Everthing works great with the second function, but with the one I need it stops working if I use
x>0.99
So if I would, lets say, put x=3 (which the answer is quite easily 0.5), the program can't calculate it.
If i'm still not making myself clear, please do tell. I really would like to get to the bottom of this.
I'm not familiar with the maclaurin series, so I don't know what you're doing incorrectly. However, take a look at the first several iterations of your While loop:
You can see that S1 and S2 will not be equivalent no mater how many loops you do.
In fact, you can see that "a" grows continuously further from 0. For this loop to end, you need "a" to tend toward zero.

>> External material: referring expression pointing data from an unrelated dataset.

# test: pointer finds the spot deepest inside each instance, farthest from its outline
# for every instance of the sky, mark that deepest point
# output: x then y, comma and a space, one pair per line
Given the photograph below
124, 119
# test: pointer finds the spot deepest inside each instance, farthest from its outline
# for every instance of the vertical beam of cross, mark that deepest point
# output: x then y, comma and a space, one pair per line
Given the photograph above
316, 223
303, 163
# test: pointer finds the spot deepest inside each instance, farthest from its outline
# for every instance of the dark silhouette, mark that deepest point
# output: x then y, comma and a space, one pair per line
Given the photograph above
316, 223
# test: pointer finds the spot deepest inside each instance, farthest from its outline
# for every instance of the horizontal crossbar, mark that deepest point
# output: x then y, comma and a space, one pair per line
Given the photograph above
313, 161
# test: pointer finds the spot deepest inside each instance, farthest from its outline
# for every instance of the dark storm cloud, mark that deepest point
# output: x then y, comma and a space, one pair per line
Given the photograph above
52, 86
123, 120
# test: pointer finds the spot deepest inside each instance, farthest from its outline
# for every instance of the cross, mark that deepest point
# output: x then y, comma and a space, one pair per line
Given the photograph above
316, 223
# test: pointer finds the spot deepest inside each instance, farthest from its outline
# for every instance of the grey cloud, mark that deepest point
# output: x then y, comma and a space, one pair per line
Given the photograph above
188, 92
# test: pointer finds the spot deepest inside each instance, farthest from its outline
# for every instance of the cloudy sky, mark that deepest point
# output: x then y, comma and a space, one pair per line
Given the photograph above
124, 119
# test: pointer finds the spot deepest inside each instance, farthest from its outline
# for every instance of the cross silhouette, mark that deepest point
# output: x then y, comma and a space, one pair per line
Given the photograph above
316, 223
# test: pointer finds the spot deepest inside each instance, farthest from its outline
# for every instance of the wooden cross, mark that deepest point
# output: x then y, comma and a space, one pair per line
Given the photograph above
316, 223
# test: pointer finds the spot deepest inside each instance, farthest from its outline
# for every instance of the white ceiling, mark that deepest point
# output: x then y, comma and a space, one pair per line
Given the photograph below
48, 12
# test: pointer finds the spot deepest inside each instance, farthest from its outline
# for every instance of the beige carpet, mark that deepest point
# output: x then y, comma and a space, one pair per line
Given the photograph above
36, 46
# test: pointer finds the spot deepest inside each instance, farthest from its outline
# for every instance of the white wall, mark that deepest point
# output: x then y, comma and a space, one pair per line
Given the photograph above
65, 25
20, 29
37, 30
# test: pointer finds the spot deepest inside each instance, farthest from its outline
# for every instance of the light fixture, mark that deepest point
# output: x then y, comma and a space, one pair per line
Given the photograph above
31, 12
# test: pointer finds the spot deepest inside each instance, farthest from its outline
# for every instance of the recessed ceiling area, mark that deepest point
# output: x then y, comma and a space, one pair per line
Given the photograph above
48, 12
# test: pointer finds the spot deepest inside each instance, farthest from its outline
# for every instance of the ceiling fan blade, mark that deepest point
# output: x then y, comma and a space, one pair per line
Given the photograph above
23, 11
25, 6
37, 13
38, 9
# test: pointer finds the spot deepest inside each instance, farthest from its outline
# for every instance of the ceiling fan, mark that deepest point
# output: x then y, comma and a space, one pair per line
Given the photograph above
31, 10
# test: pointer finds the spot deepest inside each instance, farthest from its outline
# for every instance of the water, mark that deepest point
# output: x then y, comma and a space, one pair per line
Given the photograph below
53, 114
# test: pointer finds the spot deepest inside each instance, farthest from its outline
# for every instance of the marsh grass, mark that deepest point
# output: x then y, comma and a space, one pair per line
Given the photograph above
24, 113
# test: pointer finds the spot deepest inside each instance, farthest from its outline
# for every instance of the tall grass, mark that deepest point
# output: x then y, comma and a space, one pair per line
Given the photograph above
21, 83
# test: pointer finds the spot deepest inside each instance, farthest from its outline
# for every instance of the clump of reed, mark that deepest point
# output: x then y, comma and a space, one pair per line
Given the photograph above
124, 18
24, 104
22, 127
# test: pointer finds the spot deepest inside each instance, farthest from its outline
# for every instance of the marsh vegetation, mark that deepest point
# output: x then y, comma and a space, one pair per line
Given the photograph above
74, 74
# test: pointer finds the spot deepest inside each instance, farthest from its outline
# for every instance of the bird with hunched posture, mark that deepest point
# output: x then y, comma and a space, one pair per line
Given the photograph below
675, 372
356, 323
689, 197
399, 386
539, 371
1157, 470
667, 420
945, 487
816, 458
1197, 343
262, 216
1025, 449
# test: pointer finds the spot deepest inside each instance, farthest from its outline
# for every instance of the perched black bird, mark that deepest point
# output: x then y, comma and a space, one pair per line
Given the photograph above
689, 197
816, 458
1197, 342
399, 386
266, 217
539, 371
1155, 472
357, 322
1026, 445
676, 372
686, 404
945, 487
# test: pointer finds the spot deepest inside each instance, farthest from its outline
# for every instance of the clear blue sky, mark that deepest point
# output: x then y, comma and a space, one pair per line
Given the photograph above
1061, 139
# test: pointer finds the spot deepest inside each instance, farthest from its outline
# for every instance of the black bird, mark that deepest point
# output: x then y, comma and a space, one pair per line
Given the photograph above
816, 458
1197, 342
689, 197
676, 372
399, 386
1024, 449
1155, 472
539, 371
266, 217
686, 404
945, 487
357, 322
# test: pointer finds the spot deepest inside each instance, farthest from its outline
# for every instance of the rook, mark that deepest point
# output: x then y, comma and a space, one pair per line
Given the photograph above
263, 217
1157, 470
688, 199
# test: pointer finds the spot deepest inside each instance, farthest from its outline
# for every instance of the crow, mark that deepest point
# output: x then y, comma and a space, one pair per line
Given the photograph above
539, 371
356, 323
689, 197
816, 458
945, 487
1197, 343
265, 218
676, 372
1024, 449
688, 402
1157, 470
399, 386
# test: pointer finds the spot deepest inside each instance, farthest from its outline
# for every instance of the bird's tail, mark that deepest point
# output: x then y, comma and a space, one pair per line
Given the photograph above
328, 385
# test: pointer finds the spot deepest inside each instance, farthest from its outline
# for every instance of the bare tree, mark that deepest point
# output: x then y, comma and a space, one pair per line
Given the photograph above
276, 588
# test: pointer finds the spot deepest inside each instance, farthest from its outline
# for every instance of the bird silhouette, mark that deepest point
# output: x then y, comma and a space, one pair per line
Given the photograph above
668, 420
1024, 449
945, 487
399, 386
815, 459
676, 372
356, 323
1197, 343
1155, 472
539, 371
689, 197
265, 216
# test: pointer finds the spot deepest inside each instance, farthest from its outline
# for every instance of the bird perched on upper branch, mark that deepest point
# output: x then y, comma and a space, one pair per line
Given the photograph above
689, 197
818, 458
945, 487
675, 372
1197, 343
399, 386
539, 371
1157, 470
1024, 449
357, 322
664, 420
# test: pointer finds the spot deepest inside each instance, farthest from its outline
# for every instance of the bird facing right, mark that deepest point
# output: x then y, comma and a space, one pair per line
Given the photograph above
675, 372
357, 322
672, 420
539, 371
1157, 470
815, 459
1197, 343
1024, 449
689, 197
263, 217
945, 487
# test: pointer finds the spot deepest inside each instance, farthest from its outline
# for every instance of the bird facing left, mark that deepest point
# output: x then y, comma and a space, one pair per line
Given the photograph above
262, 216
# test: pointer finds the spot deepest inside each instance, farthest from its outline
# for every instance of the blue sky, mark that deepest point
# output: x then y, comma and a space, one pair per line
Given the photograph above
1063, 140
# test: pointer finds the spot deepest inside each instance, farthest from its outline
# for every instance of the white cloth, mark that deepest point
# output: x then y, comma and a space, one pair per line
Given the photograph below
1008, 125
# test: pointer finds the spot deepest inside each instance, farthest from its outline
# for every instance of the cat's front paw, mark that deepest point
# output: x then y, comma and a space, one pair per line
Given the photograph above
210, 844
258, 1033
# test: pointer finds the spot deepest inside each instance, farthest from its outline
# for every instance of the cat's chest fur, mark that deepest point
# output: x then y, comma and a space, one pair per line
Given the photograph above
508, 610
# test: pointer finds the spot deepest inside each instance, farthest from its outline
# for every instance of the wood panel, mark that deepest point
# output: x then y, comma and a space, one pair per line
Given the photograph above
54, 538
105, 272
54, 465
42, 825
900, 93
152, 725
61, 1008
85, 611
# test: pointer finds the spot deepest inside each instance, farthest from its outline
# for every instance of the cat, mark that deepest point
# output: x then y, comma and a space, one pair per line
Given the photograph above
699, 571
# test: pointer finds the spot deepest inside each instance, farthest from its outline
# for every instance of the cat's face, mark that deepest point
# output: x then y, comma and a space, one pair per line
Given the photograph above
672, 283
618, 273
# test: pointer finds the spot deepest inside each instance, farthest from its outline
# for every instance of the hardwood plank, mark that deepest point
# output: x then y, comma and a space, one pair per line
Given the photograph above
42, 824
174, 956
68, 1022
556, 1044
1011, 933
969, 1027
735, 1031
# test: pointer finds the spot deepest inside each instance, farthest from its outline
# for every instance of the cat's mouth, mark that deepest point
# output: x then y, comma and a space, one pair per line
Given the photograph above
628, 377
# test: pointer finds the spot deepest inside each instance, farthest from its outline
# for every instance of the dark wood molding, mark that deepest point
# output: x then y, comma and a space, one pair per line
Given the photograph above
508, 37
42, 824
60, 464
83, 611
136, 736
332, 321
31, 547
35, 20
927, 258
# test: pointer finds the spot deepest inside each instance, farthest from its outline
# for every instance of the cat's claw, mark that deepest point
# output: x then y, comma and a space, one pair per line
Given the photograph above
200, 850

Yes, I believe it just is not appropriate to use such a while in this sort of fuction. Thank you all for your help, cheers.
Hi,
The series does not converge rapidly. I have started from scratch.
have changed your cof(n) function to return just the last coeff. You can use it to determine the size of the terms say 42nd and 43 terms.
At this 42 and 43 terms you are working in a 0.09 level of accuracy. You can set it lower but it will take long time.
Thank you for trying, but as you can see in the graphs I added, the result is totally different from the function 1/(1+x)^1/2.
While LS(x) and sinx calculates the same. That is what I'm aiming for.
Hi,
You need to check the series expansion.
Hi
Depending on the value of x the series either converges or diverges. At 0.99 it converges. At 1.0 it diverges
Hi,
Thought I would test something.
For extra brownie points a numeric procedure called Levin U transforms can be used to accelerate convergence. Applied to this series with x<1.0 can do it in 19 terms. Summation at 19 terms is 0.6997. Transformed at 19 terms is 0.7082 same as summation at 45 terms
Hi,
Last file with graphs of 1/(1+x)^(1/2), Summation to 160 terms, & Levin-U-transforms
Note how close equation, summation to 160 terms, and Levin-U-transforms are from -0.25 to 1.00
Note at x=1 the extraordinary level of accuracy for Levin-U-transform taking into account only 13 terms.
Hi,
Close up picture -0.25 to 1.0
Series to 160 terms [Green], and Levin-U-transforms [Red] are close together but do not match exactly the equation values [Blue].
Hi,
have fixed it so your function works see |S1-s2|<0.003 use any accuracy you like here.
This does not work. The sum that I need is s[0]. You mixed it with s[3] which is my sum - f(x). Like you wrote LE(2) - F(2). It just means |0-0.577|=0.577.